27 Janvier 2008 , Rédigé par Fabrice Poiraud-Lambert Publié dans #Mgt - Grands principes

(Suite de la première partie)

Les freins conceptuels
 
Peu ou mal connus, certains outils collaboratifs véhiculent des images ou des idées préconçues qui luttent contre leur adoption dans les organisations : 
 
- « Outil collaboratif » = « simple partage de fichiers ou d’information ». La notion de « collaboration » étant souvent galvaudée et réduite à sa plus simple expression, la mesure de l’apport des solutions collaboratives est souvent faussée et minimisée.
 
- L’aspect « grand public » de certains outils (Blogs et Wikis en particulier) les dévalorise aux yeux des directions générales, pour qui les outils collaboratifs ouverts tels les blogs et les Wikis sont certes très attractifs et séduisants, mais qui considèrent (parfois à juste titre) que sans règle claire d’utilisation, les contenus peuvent devenir rapidement anarchiques et incontrôlables, ce qui peut engendrer l’inverse de ce que l’entreprise recherche ([1]).
 
En France, la tendance est à privilégier le « Pourquoi » (conceptualisation), alors que les anglo-saxons privilégient le « Comment » (utilisation).
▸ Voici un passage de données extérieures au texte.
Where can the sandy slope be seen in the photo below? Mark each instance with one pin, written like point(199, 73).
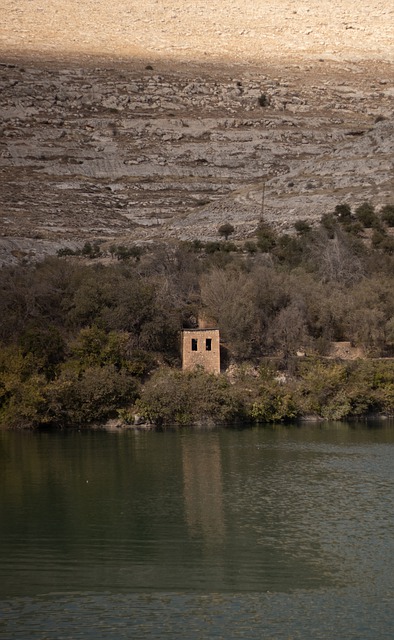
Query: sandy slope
point(202, 30)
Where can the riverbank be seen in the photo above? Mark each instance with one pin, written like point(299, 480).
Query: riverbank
point(310, 390)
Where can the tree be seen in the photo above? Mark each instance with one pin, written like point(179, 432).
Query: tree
point(226, 230)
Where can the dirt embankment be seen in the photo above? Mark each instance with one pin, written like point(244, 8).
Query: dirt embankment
point(129, 121)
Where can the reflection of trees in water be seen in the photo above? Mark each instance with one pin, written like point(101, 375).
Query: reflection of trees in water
point(202, 488)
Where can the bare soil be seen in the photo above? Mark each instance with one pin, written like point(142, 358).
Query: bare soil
point(129, 122)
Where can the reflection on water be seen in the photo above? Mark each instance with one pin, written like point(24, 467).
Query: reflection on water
point(203, 489)
point(279, 533)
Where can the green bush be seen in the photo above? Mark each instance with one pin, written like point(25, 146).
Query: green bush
point(179, 398)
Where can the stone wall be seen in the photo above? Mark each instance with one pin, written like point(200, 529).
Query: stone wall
point(201, 347)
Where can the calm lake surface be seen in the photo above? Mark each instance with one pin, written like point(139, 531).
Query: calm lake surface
point(273, 533)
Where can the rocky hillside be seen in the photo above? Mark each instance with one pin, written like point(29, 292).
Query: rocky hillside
point(153, 146)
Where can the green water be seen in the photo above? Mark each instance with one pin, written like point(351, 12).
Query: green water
point(254, 533)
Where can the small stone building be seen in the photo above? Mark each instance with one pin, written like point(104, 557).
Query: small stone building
point(201, 348)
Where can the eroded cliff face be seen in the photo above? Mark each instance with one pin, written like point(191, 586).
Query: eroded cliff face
point(119, 150)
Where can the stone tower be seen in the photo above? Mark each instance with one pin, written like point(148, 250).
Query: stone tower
point(201, 348)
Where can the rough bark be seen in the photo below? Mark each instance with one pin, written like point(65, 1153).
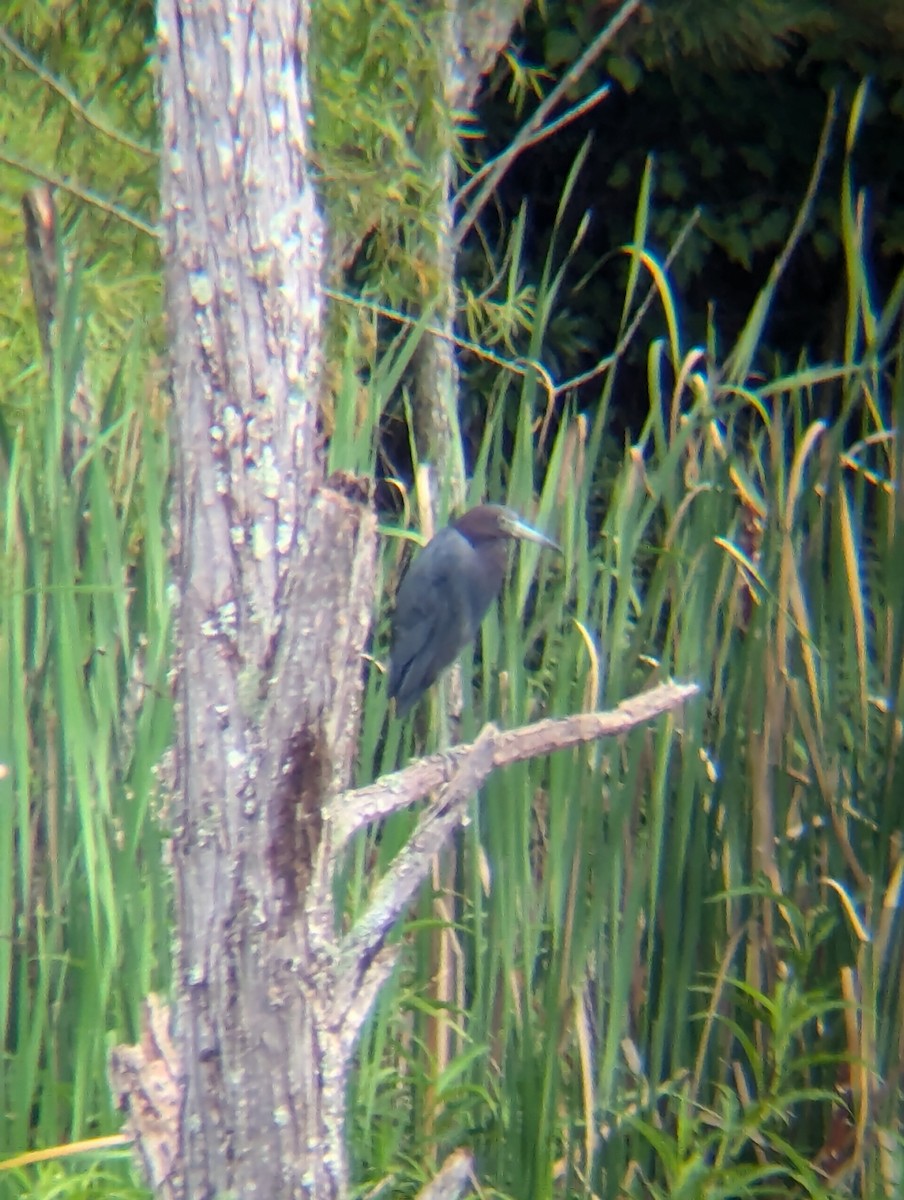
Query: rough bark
point(275, 579)
point(275, 575)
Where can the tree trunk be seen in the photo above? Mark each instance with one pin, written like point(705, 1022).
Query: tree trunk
point(275, 573)
point(275, 577)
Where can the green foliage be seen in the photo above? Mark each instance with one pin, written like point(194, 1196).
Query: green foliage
point(650, 967)
point(381, 131)
point(84, 720)
point(91, 132)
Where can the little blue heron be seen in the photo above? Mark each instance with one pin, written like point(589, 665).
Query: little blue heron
point(444, 597)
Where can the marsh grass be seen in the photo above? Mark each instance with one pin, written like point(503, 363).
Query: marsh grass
point(665, 966)
point(672, 961)
point(84, 721)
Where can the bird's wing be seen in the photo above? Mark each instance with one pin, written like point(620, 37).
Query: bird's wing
point(431, 618)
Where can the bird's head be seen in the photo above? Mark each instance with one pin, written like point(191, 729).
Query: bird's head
point(489, 522)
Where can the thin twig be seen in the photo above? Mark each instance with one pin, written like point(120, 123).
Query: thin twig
point(526, 133)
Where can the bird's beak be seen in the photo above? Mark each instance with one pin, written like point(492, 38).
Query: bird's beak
point(524, 532)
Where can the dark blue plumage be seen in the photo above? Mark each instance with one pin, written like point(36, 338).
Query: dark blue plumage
point(445, 594)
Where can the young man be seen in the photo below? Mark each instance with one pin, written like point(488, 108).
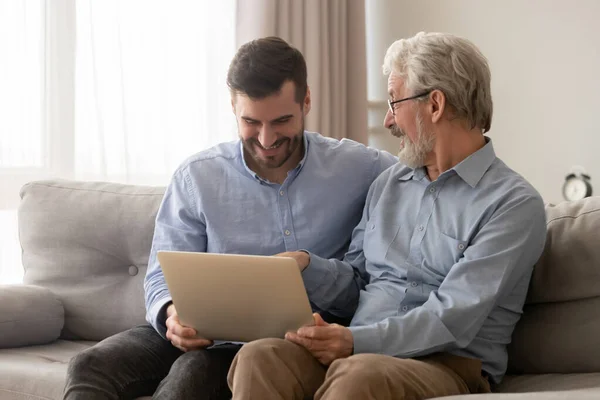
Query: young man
point(439, 264)
point(277, 189)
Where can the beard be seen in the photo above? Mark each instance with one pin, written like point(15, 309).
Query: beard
point(287, 146)
point(414, 154)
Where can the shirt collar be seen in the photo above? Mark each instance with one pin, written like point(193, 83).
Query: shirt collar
point(470, 170)
point(295, 170)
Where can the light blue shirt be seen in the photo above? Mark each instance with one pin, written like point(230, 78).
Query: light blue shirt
point(439, 266)
point(216, 204)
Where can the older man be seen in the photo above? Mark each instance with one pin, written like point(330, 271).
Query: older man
point(439, 265)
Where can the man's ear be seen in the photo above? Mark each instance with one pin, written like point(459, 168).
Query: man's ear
point(306, 103)
point(437, 105)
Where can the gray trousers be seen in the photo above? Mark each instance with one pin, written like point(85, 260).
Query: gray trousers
point(139, 362)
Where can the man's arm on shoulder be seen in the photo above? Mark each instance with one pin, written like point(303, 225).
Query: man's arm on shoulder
point(499, 257)
point(334, 285)
point(384, 161)
point(178, 227)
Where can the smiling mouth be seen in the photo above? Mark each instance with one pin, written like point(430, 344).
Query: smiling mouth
point(275, 145)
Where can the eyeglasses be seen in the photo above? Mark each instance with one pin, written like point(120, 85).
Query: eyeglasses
point(391, 103)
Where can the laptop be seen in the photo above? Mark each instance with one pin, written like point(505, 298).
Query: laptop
point(240, 298)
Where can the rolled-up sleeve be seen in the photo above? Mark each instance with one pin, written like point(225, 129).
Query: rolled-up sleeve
point(178, 227)
point(334, 285)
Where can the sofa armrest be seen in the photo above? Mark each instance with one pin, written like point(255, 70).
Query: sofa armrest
point(29, 315)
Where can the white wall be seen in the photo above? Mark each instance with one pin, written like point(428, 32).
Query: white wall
point(545, 61)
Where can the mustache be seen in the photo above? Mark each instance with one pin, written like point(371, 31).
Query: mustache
point(277, 142)
point(396, 131)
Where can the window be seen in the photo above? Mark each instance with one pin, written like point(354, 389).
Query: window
point(108, 90)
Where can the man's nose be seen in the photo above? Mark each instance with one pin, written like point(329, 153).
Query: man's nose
point(267, 136)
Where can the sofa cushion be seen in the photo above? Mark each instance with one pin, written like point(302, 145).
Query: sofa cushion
point(89, 242)
point(559, 331)
point(29, 315)
point(37, 372)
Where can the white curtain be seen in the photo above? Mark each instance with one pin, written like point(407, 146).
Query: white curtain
point(331, 35)
point(118, 90)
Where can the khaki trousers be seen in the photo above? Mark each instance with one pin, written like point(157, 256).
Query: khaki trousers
point(279, 369)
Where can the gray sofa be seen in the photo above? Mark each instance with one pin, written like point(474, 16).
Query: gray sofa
point(85, 250)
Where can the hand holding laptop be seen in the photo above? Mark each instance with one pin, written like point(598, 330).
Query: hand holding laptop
point(302, 258)
point(183, 337)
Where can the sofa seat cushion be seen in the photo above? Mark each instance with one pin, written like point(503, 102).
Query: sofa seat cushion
point(89, 242)
point(575, 394)
point(38, 372)
point(551, 382)
point(29, 315)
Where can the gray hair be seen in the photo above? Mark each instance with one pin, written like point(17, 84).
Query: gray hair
point(449, 63)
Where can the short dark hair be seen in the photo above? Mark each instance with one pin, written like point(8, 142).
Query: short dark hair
point(261, 67)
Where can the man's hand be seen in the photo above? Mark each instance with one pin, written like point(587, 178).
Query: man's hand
point(326, 342)
point(302, 258)
point(181, 336)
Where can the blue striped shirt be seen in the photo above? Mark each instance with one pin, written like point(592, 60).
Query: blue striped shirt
point(438, 266)
point(215, 203)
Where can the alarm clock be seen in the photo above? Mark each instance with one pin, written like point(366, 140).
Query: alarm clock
point(577, 186)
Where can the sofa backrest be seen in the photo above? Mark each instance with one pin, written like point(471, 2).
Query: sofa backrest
point(89, 242)
point(559, 331)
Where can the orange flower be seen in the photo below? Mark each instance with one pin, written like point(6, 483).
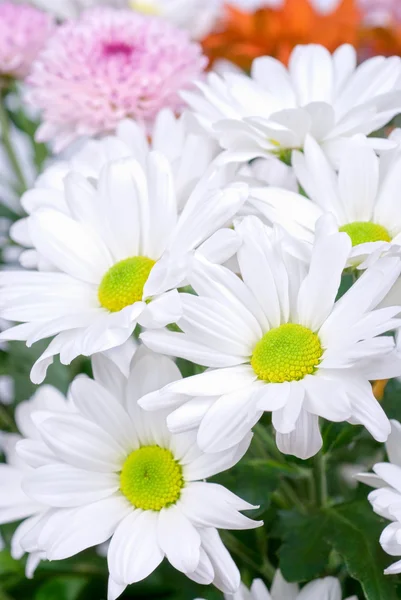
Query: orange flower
point(382, 40)
point(244, 36)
Les organisations françaises ont donc une tendance naturelle à essayer d’étudier les besoins puis de rechercher un outil ou un concept pour y répondre, là où les anglo-saxons adoptent plus rapidement les outils en cherchant plutôt comment en tirer parti pour répondre à l’un de leurs besoins. La mise en œuvre de nouvelles solutions est donc souvent plus précautionneuse et lente en France.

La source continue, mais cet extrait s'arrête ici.